The UK government has reportedly announced that every household will receive £400 (€470) in assistance with their gas and electricity bills to help them cope with the country’s escalating energy costs. Pensioner homes will receive an additional £300 (€350) in the winter to help with expenses, while households receiving benefits will also receive a lump sum payment of £650 (€766). It is anticipated that about five billion pounds (5.8 billion euros) would enter the budget from the earnings tax on oil and gas businesses, which the government proposes to use to partially finance this help.

In Spain, the value added tax on power prices has been lowered from 21% to 10%. Additionally, the special power tax was momentarily reduced from seven to 0.5 percent. The government has planned a special tax on energy businesses in order to raise three billion euros in order to enable these incentives. The European Commission decided on a maximum cap for gas prices in Portugal and Spain in April. This cap is set at an average of 50 euros per megawatt-hour.

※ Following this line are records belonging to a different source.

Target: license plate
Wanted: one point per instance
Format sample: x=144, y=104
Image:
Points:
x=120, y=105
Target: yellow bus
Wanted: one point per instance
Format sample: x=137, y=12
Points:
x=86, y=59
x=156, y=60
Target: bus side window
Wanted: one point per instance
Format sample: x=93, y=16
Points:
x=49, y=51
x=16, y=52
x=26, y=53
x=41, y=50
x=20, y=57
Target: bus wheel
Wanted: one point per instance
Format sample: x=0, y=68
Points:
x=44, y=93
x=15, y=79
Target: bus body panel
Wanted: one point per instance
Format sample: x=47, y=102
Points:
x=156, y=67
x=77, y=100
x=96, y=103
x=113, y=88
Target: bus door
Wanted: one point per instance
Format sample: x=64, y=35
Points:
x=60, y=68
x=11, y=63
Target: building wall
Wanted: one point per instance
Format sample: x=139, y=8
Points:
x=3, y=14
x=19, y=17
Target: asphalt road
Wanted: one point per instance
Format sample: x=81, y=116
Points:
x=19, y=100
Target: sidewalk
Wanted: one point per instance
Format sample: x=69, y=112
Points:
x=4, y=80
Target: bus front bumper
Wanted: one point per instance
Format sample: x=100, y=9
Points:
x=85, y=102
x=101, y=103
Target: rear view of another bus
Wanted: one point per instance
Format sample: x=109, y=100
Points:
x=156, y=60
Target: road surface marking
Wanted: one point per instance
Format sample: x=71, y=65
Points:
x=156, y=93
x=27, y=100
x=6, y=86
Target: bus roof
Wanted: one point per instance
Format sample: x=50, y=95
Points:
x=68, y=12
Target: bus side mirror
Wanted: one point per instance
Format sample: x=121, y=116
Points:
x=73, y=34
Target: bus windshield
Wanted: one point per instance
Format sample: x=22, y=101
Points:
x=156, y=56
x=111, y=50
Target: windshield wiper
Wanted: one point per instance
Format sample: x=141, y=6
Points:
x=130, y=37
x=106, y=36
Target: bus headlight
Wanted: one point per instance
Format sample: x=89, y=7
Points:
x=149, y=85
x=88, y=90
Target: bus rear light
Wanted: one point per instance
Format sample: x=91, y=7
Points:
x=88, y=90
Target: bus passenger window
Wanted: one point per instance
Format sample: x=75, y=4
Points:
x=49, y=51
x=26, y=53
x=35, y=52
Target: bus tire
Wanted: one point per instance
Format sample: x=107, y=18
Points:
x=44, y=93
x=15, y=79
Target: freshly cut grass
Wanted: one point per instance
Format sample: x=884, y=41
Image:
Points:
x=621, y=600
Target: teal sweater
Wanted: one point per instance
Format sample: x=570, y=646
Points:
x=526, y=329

Only vehicles with a Hungarian license plate will be permitted to fill up at discounted rates at gas stations; foreigners will only be permitted to do so at market rates, according to the Hungarian government. Hungary enacted these regulations in response to the threat that the supply security posed by the influx of drivers from nearby nations looking for cheaper fuel. Depending on the daily currency rate, a liter of subsidized gasoline or diesel costs HUF 480, or approximately RSD 150 right now.

The Dutch government spent 2.7 billion euros on lowering energy taxes for individuals and enterprises, and it has 150 million euros set aside to help the most needy households. Around six billion euros are anticipated to be spent in the Netherlands to address the energy crisis.

Although sustainable energy represents the European Union’s long-term commitment, member nations will need to look to alternative options in order to quickly lessen their reliance on Russian gas. It is now a given that nations will have to boost their coal consumption to make up for the decline in gas use. Despite the fact that Russia is also one of the major exporters of coal, EU countries can more readily turn to other producers because coal does not require a complex infrastructure as gas does. The possibility that Germany would postpone the shutdown of its remaining nuclear power reactors or perhaps revive some that had just been shut down surfaced in the days prior.

The highest German officials, however, disregarded this idea on March 8, citing the fact that the remaining three power plants won’t have enough fuel to continue generating electricity in 2023 and that restarting the already-shut down power plants would be difficult and take too long. In addition, there are discussions about expanding liquefied natural gas production in the USA and building infrastructure in Europe to produce more of this fuel. Some nations are also considering starting domestic fossil fuel exploitation projects to protect themselves against high price volatility.

Whatever form of reaction to the energy crisis ultimately prevails, it is obvious that the European Union will experience significant changes in this area. Although the term “climate crisis” has been used more recently than in the past, it is evident that most people still view climate change as a problem that will only affect the very near future. Policymakers have long been urged by scientists and environmental activists to approach the climate change threat as a catastrophe, with the war in Ukraine, that will change.